This late in the day, the instructional side of the camp was abandoned in favor of cabins and the shadows beneath the bleachers. Clouds stretched across the sky, blocking the moon, and she paused, letting her eyes adjust to the deeper darkness before pressing on.
Avery relished the quiet; only the sound of her footfalls and the rustling of a breeze through the trees were audible and the world was peaceful in the way only the mountains could be.She grabbed her denim skirt and hitched it up to step over a narrow creek, hesitating with one foot in the air as a loud snap echoed through the wood.

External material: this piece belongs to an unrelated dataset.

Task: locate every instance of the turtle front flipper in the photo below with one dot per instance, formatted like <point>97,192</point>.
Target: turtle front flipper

Her head swiveled to the trees, her grandmother’s words running through her mind at a frantic pace.
If you hear something in the woods, no, you didn’t. If you see something in the woods, no, you didn’t.

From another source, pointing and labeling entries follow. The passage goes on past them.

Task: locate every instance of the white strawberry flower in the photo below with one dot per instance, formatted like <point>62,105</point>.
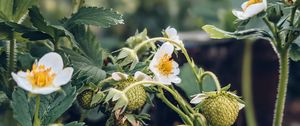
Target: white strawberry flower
<point>164,67</point>
<point>172,34</point>
<point>47,75</point>
<point>250,9</point>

She should look away and keep walking. Keep her head down, make herself small, play dead. But she couldn’t look away, she couldn’t move, because she saw something in the woods and knew, without a sliver of a doubt, that it saw her as well.
“H-hello?”
The breeze died away, tree tops falling still as clouds drifted away from the moon, casting the backside of the camp in pale blue light. Shadows crawled from the wood, and Avery exhaled.
“You’re being stupid,” she berated herself. “It was just a twig snapping.” Still, her neck prickled, and she peered into the woods, heart juddering to a halt when one of the shadows moved.
A broad figure stepped between the trees, moonlight pouring over a bone-white skull. Avery did not wait to see the rest of whatever the creature was. Hitching her skirt high, she leapt over the creek and ran.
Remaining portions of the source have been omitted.